Disculpen si durante esta crónica me levanto y voy corriendo al baño. Ha comenzado el baile. Ayer era la envidia de amigos y amigas, hoy no querría nadie estar en mi lugar. Quince días de navegación plácida por los trópicos, era mucho regalo, “vida y dulzura, esperanza nuestra”, reza la salve; pero esta noche se ha encabritado el dios Neptuno y nos está enviando unos trenes de olas inclementes, sin cesar, uno tras otro.
Mi camarote -el 112, por si quieren pasar a visitarme-, es el más próximo a proa: lo que se dice un sensor de movimiento de alta precisión, que va dibujando cada pantocazo y el perfil de las olas en la boca del estómago. La última… ¡ahora vuelvo! (…)
Les decía que la última ola, de cuatro metros, acredita la inutilidad de la Biodramina y del Stugerón. He pasado a los remedios caseros, pan, manzanas, “Tí, mételle”; y aquí estoy, mordisqueando una deliciosa reineta del Bierzo, nunca se vio a nadie comer una manzana con tanta cara de asco desde la expulsión de Adán del Paraíso.
Un barco puede ser a la vez Paraíso e Infierno, apenas separados por la delgada línea del horizonte.

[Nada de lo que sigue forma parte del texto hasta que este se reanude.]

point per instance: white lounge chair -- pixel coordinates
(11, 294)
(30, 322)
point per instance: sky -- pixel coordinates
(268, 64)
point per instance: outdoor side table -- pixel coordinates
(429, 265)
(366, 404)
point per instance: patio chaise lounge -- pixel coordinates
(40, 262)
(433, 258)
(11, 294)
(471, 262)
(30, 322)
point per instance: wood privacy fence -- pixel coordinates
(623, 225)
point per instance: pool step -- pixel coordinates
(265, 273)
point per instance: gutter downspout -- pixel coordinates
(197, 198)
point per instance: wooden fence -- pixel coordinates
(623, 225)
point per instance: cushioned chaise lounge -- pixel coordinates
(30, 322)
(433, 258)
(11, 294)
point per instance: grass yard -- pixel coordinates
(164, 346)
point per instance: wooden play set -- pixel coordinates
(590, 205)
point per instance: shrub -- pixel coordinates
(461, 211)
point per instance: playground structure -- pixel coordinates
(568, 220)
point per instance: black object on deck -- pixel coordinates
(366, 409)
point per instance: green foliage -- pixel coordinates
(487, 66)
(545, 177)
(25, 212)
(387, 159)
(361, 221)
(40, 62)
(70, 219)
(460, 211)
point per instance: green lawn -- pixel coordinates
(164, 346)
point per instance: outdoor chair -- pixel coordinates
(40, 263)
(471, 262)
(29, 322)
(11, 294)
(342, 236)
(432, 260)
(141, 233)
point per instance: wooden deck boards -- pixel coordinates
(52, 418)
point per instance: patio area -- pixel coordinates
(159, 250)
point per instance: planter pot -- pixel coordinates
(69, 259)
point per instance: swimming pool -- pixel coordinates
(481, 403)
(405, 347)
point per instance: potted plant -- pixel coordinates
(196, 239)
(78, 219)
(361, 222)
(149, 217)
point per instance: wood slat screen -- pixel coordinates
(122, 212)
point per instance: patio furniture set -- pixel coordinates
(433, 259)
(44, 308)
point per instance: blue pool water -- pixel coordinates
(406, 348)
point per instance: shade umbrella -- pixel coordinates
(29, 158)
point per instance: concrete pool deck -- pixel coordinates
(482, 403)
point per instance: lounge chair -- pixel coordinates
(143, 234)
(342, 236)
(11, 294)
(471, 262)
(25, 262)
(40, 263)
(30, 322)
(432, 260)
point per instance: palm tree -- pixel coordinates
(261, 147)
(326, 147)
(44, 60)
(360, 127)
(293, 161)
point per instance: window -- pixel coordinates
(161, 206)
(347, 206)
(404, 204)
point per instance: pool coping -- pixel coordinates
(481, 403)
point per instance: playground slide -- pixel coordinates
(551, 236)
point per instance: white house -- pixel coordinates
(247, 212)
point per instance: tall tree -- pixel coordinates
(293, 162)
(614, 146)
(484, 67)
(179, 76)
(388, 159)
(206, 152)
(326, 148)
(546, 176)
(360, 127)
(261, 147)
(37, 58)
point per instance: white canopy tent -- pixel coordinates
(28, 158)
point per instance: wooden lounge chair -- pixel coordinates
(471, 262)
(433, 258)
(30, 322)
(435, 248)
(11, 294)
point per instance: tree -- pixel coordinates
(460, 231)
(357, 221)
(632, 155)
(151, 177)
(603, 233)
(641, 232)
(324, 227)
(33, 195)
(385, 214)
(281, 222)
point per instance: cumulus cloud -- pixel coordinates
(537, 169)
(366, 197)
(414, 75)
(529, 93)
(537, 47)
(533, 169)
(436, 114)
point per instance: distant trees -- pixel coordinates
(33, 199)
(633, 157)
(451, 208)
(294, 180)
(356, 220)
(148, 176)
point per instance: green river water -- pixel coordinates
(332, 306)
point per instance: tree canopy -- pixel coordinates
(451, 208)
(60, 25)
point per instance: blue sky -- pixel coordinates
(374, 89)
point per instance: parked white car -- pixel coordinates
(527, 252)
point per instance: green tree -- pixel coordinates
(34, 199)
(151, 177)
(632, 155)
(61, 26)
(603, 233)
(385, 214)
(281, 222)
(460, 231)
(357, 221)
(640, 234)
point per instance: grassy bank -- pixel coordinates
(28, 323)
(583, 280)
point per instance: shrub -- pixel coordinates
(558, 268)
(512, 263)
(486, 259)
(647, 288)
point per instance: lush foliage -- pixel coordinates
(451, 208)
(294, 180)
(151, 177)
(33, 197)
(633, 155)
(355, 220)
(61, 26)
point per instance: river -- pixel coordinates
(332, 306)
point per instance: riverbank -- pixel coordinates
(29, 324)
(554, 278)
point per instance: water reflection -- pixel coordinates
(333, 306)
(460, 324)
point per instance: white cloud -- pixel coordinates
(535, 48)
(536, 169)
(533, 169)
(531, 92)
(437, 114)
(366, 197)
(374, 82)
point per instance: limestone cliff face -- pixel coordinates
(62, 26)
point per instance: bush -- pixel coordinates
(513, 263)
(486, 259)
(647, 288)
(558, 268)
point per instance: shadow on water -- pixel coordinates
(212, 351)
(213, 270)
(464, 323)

Cuando contemplas el mar extasiado, el amanecer de plata y el atardecer de oro, la inmensidad que te hace sentirte pequeñito e invita a pensar, cuando disfrutas del vuelo de las aves y del sol tropical, y del viento como un soplo de vida, es el Paraíso. Cuando la mar se encrespa y el barco comienza a cabecear, y se mueve cada vez más, y nunca se detiene, e interrogas al horizonte en busca de una isla, una palmera; y comprendes que estás aquí atrapado y no hay escapatoria posible, puede ser un infierno. Entonces, has de aprender a dominar la ansiedad, la claustrofobia, y hacer un trato con el mar: “¡Vamos a llevarnos, bien!”.
Se lo dije al dios Neptuno hace treinta años, cuando recibí el Bautismo del Mar en estas mismas aguas, a bordo del Pescapuerta IV, abanderado de la Primera Expedición Científica 86/87. El armadanzas del bautismo fue Colón, el que yo conozco de verdad, no el de los Reyes Católicos: José Luis Lorenzo Colón, nuestro almirante Cousteau del Morrazo. Colón, ayudado por el cocinero Benito, encarnó a Neptuno y nos bautizaron (a Manolo y Carrera, en adelante Chandarme y Maragota), con huevos rotos en la cabeza y champán para brindar. La ceremonia concluyó con un buen manguerazo a toda la tripulación.
Agua de mar para baldear las morriñas y los malos augurios. También en el Sarmiento de Gamboa, cuya cubierta está ocupada por los nuevos contenedores y material que transportamos para ampliar las bases científicas en islas Decepción y Livingston, por lo que hicimos el bautismo en el limitado espacio del hangar, en presencia del dios Neptuno, de su amiga Salacia, escoltada por dos hermosos tritones, y del terrible pirata Davy Jones, tuerto tras una pelea a cuchillo por una robaliza.
A los sones de Piratas del Caribe, comparecieron los cinco incautos: Fidel Ryan, Roxhanny Madeleyne, Estefanía Alonso, Manuel Ceán y Álvaro Pastoriza, que ya serán conocidos para siempre por las leyes del mar como Cabirón, Bulárcama, Chumacera, Polipasto y Barbotén.
Al acabar las severas pruebas -escache de huevo, degustación de harina con sal y un pequeño diluvio-, cuyo detalle vamos a excusar porque hay menores leyendo, aproveché parta volver a encomendar nuestra navegación a Neptuno y, cogiéndole por el tridente, le dije: “¡Vamos a llevarnos, bien!”.
A lo que Neptuno sonrió como si fuera un diputado en Cortes, y nos ha enviado este tren de olas 3.0 que… ¡ahora vuelvo! (…)
No me quejo: un día en el infierno, purgando como Adán los pecados de la carne que no cometo, pues es tiempo de vigilia, y quince días en el paraíso. Me conformo con que Neptuno nos permita regresar a casa sanos y salvos, como hace treinta años, tras haber ensanchado nuestros horizontes: el personal de cada uno, esa Ítaca íntima que va creciendo en el viaje, curtiéndose en la dificultad, y el horizonte solidario y colectivo de cuantos participamos de esta Aventura de la Ciencia.
Les contaría más detalles, pero tengo que volver corriendo al baño.